The galleon carried four anchors. Their shanks, arms, and flukes were cast from iron, but their stocks were wood and they were secured to hemp lines, not chains. If she had been riding on two anchors, the force of the wave, suddenly striking the ship and hurling it ashore, would have probably snapped the lines. That left a small chance her two spare anchors might have survived intact and still be somewhere in the wreckage.

He totaled up the rest of the iron that might have been on board. The fittings, ship's hardware, the big gudgeons and pintles that held the rudder and allowed it to turn. The trusses (iron brackets that helped support the yards or spars), any shackles or grappling irons. The cook's kettle, carpenter's tools, maybe a keg of nails, small firearms, swords, and pikes. Shot for the cannon.

It was an exercise in the dark. Pitt was hardly an authority on sixteenth-century sailing ships. He could only rely on Perlmutter's best guess as to the total iron mass on board the Concepcion. The best estimate ran between one and three tons. Enough, Pitt fervently hoped, for the magnetometer to detect the galleon's anomaly from 50 to 75 meters in the air.

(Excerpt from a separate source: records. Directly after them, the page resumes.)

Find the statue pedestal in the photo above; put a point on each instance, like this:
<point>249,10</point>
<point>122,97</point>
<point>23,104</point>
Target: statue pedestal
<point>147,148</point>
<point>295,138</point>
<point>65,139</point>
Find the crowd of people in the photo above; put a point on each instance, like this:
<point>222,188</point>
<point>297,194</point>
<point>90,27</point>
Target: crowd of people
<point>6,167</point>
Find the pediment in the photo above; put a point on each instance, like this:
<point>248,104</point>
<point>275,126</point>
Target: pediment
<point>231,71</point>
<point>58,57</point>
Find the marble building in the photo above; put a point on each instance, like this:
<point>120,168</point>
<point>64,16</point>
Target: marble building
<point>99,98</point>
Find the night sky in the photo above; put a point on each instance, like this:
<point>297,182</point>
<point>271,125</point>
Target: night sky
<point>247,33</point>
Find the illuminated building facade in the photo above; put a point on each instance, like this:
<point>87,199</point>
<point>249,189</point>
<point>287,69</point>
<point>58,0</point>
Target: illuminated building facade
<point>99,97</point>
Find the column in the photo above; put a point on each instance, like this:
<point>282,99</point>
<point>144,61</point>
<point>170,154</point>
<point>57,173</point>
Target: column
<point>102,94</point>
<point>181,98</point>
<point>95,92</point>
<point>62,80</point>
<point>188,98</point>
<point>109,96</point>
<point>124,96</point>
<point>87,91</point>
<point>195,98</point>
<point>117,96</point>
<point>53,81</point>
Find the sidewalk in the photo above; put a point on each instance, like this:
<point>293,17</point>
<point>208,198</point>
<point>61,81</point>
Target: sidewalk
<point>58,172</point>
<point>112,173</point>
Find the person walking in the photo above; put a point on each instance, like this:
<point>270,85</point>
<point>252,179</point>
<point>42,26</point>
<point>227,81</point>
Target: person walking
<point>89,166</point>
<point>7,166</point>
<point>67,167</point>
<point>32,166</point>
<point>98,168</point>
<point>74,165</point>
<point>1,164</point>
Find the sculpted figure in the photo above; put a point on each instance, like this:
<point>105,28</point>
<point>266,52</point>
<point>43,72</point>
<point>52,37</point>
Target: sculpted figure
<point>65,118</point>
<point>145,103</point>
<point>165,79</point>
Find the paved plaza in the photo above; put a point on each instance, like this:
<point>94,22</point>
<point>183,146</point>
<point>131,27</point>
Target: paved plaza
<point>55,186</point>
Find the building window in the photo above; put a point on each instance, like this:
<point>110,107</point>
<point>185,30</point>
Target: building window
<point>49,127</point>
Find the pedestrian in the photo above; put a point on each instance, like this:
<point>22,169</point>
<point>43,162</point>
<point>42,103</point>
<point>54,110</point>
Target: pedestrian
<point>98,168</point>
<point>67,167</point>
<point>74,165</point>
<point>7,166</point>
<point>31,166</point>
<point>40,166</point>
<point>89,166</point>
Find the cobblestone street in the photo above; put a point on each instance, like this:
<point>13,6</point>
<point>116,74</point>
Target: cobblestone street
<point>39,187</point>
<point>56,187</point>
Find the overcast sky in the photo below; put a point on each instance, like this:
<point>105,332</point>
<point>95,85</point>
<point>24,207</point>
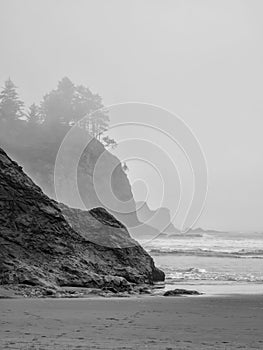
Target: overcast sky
<point>200,59</point>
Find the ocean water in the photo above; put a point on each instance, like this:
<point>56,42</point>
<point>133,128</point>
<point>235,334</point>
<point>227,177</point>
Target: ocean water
<point>212,262</point>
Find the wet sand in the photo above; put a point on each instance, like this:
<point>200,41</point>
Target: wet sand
<point>206,322</point>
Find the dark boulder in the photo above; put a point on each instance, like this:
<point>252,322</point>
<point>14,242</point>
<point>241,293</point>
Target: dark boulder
<point>179,292</point>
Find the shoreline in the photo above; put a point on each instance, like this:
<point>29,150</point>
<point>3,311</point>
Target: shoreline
<point>147,322</point>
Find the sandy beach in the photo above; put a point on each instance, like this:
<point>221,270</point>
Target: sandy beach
<point>206,322</point>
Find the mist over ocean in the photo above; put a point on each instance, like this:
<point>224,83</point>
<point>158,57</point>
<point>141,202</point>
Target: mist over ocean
<point>221,258</point>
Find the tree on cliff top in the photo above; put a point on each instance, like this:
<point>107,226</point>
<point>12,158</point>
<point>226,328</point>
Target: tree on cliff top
<point>11,107</point>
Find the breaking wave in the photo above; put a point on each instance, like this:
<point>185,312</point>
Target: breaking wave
<point>243,253</point>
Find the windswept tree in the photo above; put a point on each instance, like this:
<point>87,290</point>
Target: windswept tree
<point>57,106</point>
<point>34,115</point>
<point>11,107</point>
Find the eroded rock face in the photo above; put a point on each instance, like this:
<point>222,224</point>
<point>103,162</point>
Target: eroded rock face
<point>43,246</point>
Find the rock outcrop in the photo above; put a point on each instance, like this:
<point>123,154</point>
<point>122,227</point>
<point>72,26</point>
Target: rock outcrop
<point>160,218</point>
<point>37,153</point>
<point>42,245</point>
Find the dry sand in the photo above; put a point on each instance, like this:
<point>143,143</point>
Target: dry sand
<point>230,322</point>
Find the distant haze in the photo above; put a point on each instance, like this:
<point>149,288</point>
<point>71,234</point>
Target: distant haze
<point>201,59</point>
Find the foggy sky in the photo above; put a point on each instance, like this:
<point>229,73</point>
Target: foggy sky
<point>200,59</point>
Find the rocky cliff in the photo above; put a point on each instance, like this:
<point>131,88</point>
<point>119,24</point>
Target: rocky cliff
<point>37,151</point>
<point>42,245</point>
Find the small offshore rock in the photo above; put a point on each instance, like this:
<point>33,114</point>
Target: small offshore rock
<point>179,292</point>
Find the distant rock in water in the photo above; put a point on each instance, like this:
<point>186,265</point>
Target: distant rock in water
<point>180,292</point>
<point>44,243</point>
<point>160,218</point>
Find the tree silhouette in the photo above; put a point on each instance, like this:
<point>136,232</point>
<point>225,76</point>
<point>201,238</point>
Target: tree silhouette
<point>11,107</point>
<point>34,115</point>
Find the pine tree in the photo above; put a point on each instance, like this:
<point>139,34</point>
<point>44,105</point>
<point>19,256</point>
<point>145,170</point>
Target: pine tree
<point>34,115</point>
<point>11,107</point>
<point>57,107</point>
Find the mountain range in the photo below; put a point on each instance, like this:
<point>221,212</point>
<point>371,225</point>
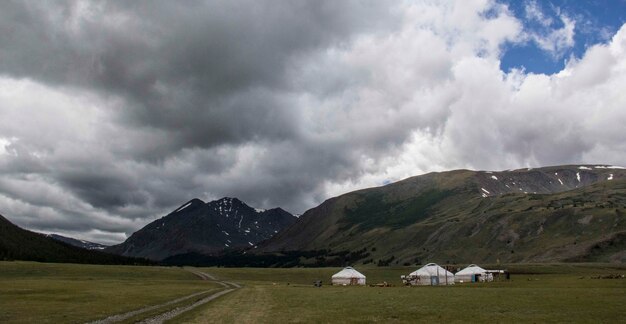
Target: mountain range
<point>207,228</point>
<point>79,243</point>
<point>20,244</point>
<point>560,213</point>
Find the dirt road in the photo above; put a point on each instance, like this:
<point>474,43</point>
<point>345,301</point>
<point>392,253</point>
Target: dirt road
<point>212,294</point>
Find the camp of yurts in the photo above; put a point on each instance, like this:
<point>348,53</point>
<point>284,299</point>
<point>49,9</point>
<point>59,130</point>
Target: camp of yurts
<point>473,273</point>
<point>348,276</point>
<point>433,275</point>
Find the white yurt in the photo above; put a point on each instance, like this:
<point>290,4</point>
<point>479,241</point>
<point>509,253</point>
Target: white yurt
<point>432,275</point>
<point>473,273</point>
<point>348,276</point>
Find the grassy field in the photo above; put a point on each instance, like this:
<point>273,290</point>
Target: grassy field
<point>537,293</point>
<point>33,292</point>
<point>65,293</point>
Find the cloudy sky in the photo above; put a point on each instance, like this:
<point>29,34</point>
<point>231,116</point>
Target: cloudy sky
<point>114,113</point>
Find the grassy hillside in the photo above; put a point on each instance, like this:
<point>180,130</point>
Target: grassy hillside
<point>468,216</point>
<point>19,244</point>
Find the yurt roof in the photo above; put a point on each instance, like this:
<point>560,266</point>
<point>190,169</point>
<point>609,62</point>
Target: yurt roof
<point>471,269</point>
<point>431,270</point>
<point>348,272</point>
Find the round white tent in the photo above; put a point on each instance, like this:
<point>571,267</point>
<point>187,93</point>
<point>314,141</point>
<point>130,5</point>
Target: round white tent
<point>348,276</point>
<point>432,275</point>
<point>473,273</point>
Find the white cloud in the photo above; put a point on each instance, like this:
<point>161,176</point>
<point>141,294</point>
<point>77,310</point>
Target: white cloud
<point>423,94</point>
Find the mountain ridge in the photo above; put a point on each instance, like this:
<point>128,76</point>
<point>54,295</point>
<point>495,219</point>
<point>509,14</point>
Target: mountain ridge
<point>413,218</point>
<point>208,228</point>
<point>20,244</point>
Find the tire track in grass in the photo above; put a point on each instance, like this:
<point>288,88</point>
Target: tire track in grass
<point>230,286</point>
<point>178,310</point>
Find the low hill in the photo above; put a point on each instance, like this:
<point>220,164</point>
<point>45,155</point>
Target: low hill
<point>561,213</point>
<point>19,244</point>
<point>207,228</point>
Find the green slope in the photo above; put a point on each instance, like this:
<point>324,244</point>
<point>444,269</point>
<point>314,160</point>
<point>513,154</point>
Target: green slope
<point>577,214</point>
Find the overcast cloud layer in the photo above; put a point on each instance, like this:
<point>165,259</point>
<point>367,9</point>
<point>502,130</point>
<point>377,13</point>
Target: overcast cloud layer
<point>113,114</point>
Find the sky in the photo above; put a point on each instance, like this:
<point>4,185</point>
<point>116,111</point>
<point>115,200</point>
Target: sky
<point>114,113</point>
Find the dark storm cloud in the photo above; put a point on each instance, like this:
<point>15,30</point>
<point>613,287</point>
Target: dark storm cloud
<point>205,72</point>
<point>115,113</point>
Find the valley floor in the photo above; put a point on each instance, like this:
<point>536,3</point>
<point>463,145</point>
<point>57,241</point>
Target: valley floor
<point>35,292</point>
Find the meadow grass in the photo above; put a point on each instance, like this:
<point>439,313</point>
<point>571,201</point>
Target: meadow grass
<point>68,293</point>
<point>536,293</point>
<point>32,292</point>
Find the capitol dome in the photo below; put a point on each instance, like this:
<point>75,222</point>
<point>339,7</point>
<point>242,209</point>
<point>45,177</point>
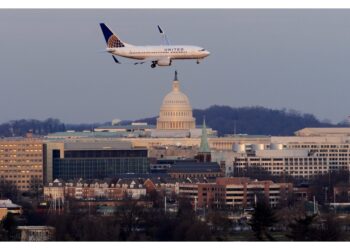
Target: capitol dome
<point>176,111</point>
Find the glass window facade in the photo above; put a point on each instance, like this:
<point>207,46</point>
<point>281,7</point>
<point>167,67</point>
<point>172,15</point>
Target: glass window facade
<point>99,164</point>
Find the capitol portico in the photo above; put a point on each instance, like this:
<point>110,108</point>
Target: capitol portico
<point>176,111</point>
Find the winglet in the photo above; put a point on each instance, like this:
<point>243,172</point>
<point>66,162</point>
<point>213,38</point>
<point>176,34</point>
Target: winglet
<point>116,60</point>
<point>160,30</point>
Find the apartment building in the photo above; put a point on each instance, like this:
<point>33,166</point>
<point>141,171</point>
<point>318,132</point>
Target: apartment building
<point>234,192</point>
<point>21,163</point>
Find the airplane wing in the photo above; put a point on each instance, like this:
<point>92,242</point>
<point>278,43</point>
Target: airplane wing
<point>165,40</point>
<point>150,59</point>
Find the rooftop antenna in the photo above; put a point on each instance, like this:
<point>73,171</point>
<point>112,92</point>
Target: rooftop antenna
<point>234,127</point>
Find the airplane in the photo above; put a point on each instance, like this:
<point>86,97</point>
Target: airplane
<point>161,55</point>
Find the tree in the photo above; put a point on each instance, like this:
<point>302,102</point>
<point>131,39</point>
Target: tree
<point>301,229</point>
<point>262,219</point>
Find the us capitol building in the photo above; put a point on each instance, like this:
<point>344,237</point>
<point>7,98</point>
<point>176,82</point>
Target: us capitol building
<point>175,126</point>
<point>176,112</point>
<point>175,120</point>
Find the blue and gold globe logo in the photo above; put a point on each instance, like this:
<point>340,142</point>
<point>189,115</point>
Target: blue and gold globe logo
<point>114,42</point>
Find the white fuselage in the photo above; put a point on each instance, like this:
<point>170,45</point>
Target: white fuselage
<point>171,52</point>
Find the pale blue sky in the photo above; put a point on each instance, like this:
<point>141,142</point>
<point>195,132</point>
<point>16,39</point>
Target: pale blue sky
<point>51,65</point>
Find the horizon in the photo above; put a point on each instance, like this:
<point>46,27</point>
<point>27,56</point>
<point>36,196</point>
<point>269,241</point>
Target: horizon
<point>278,59</point>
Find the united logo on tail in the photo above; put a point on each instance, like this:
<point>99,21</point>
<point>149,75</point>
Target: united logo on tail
<point>114,42</point>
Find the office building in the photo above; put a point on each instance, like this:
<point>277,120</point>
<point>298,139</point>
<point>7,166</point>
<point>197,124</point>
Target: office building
<point>93,159</point>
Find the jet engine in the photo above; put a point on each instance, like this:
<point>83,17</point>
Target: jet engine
<point>164,62</point>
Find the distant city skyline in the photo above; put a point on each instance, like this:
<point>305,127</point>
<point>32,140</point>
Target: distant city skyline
<point>52,63</point>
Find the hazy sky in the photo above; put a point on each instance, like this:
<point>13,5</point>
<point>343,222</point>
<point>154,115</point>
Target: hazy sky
<point>51,63</point>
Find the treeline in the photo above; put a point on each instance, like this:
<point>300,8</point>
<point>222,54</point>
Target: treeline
<point>37,127</point>
<point>224,119</point>
<point>254,120</point>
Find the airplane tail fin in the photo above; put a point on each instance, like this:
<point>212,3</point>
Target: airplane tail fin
<point>111,39</point>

Anything less, and they'd stand about as much chance of locating the galleon as they would of finding a floating bottle with a message in the middle of the South Pacific.

It was about five in the morning, with a light blue sky turning orange over the mountains to the east, as Pitt swung the McDonnell Douglas Explorer helicopter over the waters of the Bay of Caraquez. Fishing boats were leaving the bay and heading out to sea for the day's catch. The crewmen paused as they readied their nets, looked up at the lowflying aircraft and waved. Pitt waved back as the shadow of the Explorer flickered over the little fishing fleet and darted toward the coastline. The dark, radiant blue of deep water soon altered to a turquoise green streaked by long lines of breaking surf that materialized as the seafloor rose to meet the sandy beach.

The long arms of the bay circled and stopped short of each other at the entrance to the Chone River.

Giordino, who was sitting in the copilot's seat, pointed down to the right at a small town with tiny streets and colorfully painted boats drawn up on the beach. The town was surrounded by numerous farms no larger than three or four acres, with little whitewashed adobe houses next to corrals holding goats and a few cows. Pitt followed the river upstream for two kilometers where it foamed white with rapids. Then suddenly the dense rain forest rose like an impenetrable wall and stretched eastward as far as they could see. Except for the river, no opening beneath the trees could be seen.

"We're approaching the lower half of our grid," Pitt said over his shoulder to Gunn, who was hunched over the proton magnetometer.

"Circle around for a couple of minutes while I set up the system," Gunn replied. "Al, can you drop the tow bird for me?"

"As you wish." Giordino nodded, moving from his seat to the rear of the cabin.

Pitt said, "I'll head toward the starting point for our first run and hang around until you're ready."

Giordino lifted the sensor. It was shaped like an air-to-air missile. He lowered it through a floor hatch of the helicopter. Then he unreeled the sensor on its umbilical cable. "Tow bird out about thirty meters,"

he announced.

"I'm picking up interference from the helicopter," said Gunn. "Give me another twenty meters."

Giordino complied. "How's that?"

"Good. Now hold on while I set the digital and analog recorders."

"What about the camera and data acquisition systems?"

"Them too."

"No need to hurry," said Pitt. "I'm still programming my grid lane data into the satellite navigation computer."